Im Verlauf der Shippuden-Serie setzt Ibiki die Technik während des Angriffs von Pain auf Konohagakure ein. Er führt eine Gruppe von ANBU-Mitgliedern an, die dem Tierpfad von Pain und dessen beschworenen Bestien gegenüberstehen. Ibiki wendet die Beschwörung: Folterkammer auf den Tierpfad an, wird jedoch damit konfrontiert, dass die gefangene Person kein echtes Lebewesen ist, sondern eine Leichenpuppe, die von Nagato ferngesteuert wird. Da die Puppe keinen Schmerz empfindet, versagt die Wirkung der Technik vollständig, und Ibiki wird infolgedessen schwer verwundet. Die Szene verdeutlicht sowohl die Stärke der Technik gegen lebende Gegner als auch ihre klare Grenze gegen Painstil-Marionetten.
Anwender
Wissenswertes
- Die Statue, die die Folterkammer krönt, zeigt Fukusuke, eine traditionelle japanische Glücksfigur, die normalerweise Kaufleuten Wohlstand bringen soll. Der Kontrast zwischen der harmlosen Glücksbedeutung der Figur und dem Zweck der Folterkammer ist ein typisches Element des Naruto-Humors mit dunkler Note.
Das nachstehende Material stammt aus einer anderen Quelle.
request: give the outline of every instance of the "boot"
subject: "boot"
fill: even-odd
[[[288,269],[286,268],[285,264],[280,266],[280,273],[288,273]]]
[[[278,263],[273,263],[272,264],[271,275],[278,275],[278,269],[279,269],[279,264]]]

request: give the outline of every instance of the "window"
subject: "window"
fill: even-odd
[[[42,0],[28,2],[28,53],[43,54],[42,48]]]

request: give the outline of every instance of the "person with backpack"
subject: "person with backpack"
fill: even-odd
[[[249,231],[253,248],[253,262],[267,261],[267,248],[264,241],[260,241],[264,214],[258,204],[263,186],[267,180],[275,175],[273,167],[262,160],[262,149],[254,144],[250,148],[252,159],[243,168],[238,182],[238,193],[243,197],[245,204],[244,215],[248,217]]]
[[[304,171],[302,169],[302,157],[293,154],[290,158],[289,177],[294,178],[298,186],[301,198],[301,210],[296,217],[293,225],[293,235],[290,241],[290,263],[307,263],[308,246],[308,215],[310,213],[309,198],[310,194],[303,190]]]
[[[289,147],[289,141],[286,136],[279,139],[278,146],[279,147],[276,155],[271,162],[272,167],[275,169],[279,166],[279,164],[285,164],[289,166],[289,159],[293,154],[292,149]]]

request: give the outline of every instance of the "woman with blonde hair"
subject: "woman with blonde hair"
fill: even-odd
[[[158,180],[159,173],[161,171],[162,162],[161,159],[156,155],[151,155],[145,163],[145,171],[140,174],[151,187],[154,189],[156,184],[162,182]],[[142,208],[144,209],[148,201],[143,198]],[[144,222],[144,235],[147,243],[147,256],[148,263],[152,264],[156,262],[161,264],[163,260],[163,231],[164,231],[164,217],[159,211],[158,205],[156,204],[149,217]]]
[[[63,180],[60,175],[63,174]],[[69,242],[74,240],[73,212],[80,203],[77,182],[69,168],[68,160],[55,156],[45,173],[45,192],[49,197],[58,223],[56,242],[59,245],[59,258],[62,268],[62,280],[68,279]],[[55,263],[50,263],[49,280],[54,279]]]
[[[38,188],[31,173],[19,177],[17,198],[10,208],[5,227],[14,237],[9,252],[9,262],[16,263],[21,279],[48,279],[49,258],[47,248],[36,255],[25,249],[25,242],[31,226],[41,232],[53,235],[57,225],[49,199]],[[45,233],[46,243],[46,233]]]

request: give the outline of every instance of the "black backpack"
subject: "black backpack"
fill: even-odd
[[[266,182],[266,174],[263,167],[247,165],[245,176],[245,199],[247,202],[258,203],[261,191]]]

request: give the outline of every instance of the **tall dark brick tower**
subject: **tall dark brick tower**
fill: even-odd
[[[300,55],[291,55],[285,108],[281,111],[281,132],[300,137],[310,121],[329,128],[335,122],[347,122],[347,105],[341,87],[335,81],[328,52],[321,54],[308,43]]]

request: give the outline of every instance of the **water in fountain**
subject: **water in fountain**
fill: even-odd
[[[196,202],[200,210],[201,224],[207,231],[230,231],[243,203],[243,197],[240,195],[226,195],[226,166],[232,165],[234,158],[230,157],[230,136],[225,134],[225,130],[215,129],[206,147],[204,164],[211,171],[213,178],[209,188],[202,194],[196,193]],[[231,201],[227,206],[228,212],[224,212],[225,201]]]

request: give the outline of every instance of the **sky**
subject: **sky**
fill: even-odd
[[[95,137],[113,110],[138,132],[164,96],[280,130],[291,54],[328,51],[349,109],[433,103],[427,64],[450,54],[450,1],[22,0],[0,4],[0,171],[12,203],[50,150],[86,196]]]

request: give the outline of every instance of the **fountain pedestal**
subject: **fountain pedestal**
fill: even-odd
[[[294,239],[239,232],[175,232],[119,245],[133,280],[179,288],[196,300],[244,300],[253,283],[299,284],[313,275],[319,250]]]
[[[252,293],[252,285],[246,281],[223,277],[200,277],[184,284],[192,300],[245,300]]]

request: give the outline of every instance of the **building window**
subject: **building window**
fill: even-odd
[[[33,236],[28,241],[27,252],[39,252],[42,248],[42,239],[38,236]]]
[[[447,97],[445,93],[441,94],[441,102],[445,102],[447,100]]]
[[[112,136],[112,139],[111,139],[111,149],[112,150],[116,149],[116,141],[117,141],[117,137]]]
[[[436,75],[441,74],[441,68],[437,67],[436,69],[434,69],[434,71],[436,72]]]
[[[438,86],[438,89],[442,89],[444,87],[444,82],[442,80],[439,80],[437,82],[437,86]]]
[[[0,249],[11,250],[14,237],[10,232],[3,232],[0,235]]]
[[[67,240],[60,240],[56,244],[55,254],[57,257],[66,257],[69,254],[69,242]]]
- Ibiki setzt mit dieser Technik auch die Beschwörung: Eiserne Jungfrau ein, eine verwandte Technik, bei der er eine riesige Maneki-Neko-Statue (Winkekatze) aus dem Boden aufsteigen lässt. Auch dort wird eine harmlose japanische Glücksfigur als Grundlage für ein gefährliches Kampfmittel genutzt.
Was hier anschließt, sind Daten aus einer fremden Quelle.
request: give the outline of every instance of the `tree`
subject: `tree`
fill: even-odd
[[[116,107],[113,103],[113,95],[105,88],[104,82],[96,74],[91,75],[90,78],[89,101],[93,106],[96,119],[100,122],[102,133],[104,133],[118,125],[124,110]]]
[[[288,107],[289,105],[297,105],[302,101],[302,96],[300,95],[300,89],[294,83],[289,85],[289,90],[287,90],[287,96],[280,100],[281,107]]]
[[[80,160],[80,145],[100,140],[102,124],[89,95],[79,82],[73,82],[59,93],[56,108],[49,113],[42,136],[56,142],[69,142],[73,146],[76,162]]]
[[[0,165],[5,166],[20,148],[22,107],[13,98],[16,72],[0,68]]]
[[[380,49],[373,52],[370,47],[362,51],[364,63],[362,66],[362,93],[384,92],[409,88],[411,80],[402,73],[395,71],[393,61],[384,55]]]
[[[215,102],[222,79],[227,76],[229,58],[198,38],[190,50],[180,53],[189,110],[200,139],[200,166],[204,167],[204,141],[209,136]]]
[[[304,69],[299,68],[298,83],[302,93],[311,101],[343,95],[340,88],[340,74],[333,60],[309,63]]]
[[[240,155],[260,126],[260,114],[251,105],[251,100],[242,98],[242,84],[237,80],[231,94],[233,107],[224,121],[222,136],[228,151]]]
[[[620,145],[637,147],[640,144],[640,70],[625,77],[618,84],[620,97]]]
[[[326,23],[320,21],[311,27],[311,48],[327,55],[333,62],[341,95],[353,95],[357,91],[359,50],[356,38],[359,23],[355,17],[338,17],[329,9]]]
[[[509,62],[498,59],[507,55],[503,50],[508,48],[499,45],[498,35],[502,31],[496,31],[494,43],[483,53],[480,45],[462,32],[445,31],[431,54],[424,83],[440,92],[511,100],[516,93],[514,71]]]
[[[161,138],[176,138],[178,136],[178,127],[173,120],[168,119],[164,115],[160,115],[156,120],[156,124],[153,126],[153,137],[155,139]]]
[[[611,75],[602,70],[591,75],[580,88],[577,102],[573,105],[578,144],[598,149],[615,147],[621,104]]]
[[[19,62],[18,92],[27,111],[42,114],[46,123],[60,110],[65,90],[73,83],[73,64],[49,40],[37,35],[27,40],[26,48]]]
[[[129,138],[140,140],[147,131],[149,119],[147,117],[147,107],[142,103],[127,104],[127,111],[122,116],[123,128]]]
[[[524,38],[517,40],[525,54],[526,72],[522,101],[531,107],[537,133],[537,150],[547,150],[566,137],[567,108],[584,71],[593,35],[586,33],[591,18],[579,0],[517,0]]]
- Die einzigartige Eigenschaft, dass Ibiki den Schmerz seines Gefangenen selbst mitempfindet, macht die Technik zu einem zweischneidigen Schwert: Sie gibt ihm Kontrolle über die genaue Intensität der Folter, setzt ihn aber gleichzeitig demselben Leid aus.
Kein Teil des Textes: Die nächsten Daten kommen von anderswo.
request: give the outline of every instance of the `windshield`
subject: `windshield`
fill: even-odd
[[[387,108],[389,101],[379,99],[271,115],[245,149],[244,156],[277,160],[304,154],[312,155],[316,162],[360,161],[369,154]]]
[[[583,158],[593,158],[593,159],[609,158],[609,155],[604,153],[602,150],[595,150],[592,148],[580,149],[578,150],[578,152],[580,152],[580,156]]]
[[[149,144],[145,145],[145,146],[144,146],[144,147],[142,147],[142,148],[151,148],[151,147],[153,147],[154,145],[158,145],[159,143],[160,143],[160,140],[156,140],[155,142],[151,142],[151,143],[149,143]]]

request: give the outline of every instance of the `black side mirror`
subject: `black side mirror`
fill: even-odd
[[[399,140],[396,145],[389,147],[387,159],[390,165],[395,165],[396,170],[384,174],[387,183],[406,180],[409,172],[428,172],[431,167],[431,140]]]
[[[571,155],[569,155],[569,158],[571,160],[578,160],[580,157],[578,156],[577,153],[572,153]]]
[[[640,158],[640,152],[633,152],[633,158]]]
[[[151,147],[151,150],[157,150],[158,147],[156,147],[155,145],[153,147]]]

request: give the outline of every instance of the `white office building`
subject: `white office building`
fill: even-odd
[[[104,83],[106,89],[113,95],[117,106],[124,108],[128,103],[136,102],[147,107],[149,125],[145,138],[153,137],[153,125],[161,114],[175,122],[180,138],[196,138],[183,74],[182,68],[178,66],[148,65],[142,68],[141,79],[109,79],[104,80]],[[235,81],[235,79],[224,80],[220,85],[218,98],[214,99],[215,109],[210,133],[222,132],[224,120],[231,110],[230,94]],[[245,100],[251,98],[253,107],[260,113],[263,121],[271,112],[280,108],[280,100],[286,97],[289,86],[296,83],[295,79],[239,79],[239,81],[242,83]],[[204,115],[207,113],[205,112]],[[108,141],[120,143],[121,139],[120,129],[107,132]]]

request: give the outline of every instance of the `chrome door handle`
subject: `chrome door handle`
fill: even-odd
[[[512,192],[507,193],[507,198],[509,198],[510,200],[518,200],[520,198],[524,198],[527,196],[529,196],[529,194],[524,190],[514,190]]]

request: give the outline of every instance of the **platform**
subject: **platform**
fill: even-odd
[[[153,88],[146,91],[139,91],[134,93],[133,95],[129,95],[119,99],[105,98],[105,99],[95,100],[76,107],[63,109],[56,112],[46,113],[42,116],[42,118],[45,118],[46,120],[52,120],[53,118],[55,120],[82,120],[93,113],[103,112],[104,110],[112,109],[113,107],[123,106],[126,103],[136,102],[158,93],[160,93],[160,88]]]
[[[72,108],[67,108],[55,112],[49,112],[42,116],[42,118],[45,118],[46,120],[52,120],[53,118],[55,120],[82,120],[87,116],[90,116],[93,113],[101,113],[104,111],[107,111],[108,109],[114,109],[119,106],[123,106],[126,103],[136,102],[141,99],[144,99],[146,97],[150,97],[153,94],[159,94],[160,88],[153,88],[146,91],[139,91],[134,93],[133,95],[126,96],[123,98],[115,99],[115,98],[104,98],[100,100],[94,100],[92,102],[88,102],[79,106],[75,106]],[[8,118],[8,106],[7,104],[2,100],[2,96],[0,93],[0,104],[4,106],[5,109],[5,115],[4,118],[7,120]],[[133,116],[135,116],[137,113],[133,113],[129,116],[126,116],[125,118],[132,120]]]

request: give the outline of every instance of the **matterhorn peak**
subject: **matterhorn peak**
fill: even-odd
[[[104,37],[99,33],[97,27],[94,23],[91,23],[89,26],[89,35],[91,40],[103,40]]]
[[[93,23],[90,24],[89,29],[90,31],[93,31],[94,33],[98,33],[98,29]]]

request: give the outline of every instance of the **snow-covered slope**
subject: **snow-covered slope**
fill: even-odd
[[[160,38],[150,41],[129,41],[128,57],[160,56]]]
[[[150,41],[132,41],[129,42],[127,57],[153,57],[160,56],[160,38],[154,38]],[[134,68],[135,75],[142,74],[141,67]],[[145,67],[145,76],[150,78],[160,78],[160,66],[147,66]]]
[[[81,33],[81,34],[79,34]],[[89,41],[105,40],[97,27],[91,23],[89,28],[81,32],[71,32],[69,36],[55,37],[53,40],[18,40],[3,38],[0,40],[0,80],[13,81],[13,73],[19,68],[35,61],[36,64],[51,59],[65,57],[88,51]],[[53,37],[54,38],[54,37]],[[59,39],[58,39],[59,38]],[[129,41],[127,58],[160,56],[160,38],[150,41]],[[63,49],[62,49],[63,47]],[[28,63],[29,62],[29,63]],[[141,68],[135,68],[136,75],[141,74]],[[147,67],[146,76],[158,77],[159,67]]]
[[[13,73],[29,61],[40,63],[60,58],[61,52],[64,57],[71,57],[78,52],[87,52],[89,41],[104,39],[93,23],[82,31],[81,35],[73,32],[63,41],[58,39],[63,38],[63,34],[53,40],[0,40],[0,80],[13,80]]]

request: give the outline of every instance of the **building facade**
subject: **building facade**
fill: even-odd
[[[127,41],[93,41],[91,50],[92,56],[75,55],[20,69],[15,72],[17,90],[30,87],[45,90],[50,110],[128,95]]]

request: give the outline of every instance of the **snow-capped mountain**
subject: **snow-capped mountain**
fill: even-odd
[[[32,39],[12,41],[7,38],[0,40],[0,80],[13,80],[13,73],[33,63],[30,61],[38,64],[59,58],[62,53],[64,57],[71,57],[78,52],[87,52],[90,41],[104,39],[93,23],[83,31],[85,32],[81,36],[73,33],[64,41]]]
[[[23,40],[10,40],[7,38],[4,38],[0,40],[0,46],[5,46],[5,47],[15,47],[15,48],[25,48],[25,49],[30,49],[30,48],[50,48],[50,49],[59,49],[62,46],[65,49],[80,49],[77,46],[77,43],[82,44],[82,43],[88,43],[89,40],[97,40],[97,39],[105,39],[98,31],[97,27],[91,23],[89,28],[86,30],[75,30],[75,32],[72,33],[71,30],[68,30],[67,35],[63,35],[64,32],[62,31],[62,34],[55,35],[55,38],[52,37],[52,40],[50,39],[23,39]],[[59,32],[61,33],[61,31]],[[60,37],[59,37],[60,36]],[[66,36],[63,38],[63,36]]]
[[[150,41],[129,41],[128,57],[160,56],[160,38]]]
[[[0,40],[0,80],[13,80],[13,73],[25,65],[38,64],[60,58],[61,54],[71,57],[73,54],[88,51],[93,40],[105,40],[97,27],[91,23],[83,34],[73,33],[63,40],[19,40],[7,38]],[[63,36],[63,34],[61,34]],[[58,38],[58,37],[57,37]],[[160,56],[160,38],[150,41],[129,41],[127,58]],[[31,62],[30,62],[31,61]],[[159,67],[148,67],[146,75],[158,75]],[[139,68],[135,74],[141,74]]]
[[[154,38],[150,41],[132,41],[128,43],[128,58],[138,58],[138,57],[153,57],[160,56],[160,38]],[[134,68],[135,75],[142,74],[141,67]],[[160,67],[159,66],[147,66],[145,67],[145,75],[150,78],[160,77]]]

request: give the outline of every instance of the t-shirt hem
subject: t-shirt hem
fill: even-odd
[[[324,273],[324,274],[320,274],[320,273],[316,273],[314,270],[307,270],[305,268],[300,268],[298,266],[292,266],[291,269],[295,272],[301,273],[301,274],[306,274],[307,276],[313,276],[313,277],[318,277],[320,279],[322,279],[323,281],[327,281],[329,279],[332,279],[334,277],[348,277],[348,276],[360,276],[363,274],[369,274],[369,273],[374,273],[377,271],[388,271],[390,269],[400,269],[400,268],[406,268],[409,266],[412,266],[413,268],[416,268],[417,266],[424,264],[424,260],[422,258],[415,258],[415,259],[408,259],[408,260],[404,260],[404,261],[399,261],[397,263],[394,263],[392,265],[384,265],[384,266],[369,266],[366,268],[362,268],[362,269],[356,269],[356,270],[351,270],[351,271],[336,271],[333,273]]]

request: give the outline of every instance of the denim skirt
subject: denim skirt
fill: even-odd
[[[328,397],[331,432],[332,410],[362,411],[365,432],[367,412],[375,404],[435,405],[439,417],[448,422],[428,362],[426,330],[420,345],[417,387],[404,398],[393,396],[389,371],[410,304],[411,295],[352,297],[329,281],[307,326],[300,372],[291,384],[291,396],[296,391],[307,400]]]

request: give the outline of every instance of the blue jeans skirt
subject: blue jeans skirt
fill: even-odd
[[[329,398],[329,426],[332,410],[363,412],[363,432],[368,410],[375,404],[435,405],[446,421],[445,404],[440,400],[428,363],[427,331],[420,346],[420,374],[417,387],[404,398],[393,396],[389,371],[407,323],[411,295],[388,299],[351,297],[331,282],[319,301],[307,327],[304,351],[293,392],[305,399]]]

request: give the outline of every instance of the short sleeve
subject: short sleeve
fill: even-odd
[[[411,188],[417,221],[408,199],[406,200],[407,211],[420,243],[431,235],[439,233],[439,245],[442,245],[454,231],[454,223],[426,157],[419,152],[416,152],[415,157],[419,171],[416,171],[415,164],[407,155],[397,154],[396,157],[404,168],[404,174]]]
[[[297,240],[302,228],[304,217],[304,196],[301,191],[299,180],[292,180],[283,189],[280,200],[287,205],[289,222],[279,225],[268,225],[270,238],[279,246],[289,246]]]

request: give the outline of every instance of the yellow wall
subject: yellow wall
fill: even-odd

- Der erste und einzige bekannte Einsatz der Technik im Anime richtet sich gegen den Tierpfad von Pain, eine Leichenpuppe. Da Nagatos Schmerzpfade keine eigene Schmerzwahrnehmung besitzen, bricht die Technik nach kurzer Zeit zusammen und Ibiki wird schwer verletzt, was die Achillesferse der Technik klar benennt.
- Die Technik erscheint ausschließlich im Anime (Folge 380, Naruto Shippuden) und hat keine bekannte Entsprechung im Manga von Masashi Kishimoto. Sie ist damit eine reine Anime-Exklusivtechnik für Ibiki.
- Ibiki Morino ist als Leiter der ANBU-Vernehmungsabteilung in Konoha bekannt und gilt als einer der gefürchtetsten Verhörspezialisten der gesamten Naruto-Welt. Die Folterkammer verkörpert seine Philosophie, dass Informationen durch gezielt eingesetzten Schmerz und psychologischen Druck gewonnen werden können.